As you can see, all dump values have not changed-that is, at the disk storage level, the information has not changed. Because the store is still using UTF8 encoding, but decoding on the use of GBK decoding, so, the Chinese characters are all decoded error (that is, not get the correct Chinese character symbol). For printable characters, the decoding error does not occur because the characters have the same encoded values in two different character sets.
From the above, if the target character set is not a superset of the original character set, because the original encoding has not changed, there is a high likelihood of decoding errors resulting in garbled behavior. On top of that, we see the encoded values of the relevant Chinese characters under the UTF8 character set, so how are these characters encoded under the GBK character set?
Insert the records for this table into a database that uses the ZHS16GBK character set to view the record values and the encoded values:
As you can see, the GBK character set is 2 bytes encoded for Chinese characters, while UTF8 is 3 bytes encoded for Chinese characters.
We have another problem--after modifying the character set, there is no change to the character encoding stored before the change, what about the characters stored later?
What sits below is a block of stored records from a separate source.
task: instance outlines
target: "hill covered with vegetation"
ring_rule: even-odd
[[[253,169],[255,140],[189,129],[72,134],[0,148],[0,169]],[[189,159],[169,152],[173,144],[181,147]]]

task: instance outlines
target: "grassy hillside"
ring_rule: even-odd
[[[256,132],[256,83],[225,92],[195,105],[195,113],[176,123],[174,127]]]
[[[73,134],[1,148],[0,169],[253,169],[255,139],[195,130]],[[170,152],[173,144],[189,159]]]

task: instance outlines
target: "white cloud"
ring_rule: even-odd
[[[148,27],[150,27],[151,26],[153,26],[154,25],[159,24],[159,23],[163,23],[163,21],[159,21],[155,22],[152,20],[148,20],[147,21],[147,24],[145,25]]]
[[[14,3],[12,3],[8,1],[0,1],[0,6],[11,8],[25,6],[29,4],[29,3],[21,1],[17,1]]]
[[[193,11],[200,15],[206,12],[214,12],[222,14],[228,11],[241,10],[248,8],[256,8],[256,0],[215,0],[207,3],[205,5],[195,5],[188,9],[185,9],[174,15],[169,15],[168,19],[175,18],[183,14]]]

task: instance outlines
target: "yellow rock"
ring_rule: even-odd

6. Inserting Chinese characters and printable characters into the database after modifying the character set
Insert 100 records to distinguish it from previous records, id>10000.
Declare
Leng number;
Begin
for y in 10000. 10100
Loop
leng:=ceil(Dbms_random.value (0,ten));
INSERT INTO test Values (Y,gen_hanzi (Leng), dbms_random.string (' P ', Leng));
End loop;
commit;
End;
View the inserted value, along with its encoding:
From the 7th record of the encoding length, you can initially determine its use of GBK encoded values. Let's check it out:
Conclusion:
1. The command that performs character set conversion modifies the data dictionary
2. The command to perform character set conversion is not re-encoded with the new character set for previously stored characters. Because if the target character set is not a superset of the original character set, there may be garbled characters (especially kanji) after the conversion.
3. After the command for character set conversion is executed, the characters entered later are encoded with the new character set.
Attachments--"stored procedures for generating random-length kanji strings"
Generate stored procedures for random-length kanji strings:
Create or replace function Gen_hanzi (max_length number) return VARCHAR2 as
Leng number;
Hanzi varchar2(1 char);
Hanzis varchar2(4000): =";
Begin
Leng:=ceil (Dbms_random.value (0, max_length));
for x in 1: Leng
Loop hanzi:=unistr (' \ '| | Trim(To_char (Ceil (Dbms_random.value (19968,40869)),' XXXX ' ));
hanzis:=hanzis| | Hanzi;
End loop;
return Hanzis;
End;
What happened to the Oracle conversion character set operation?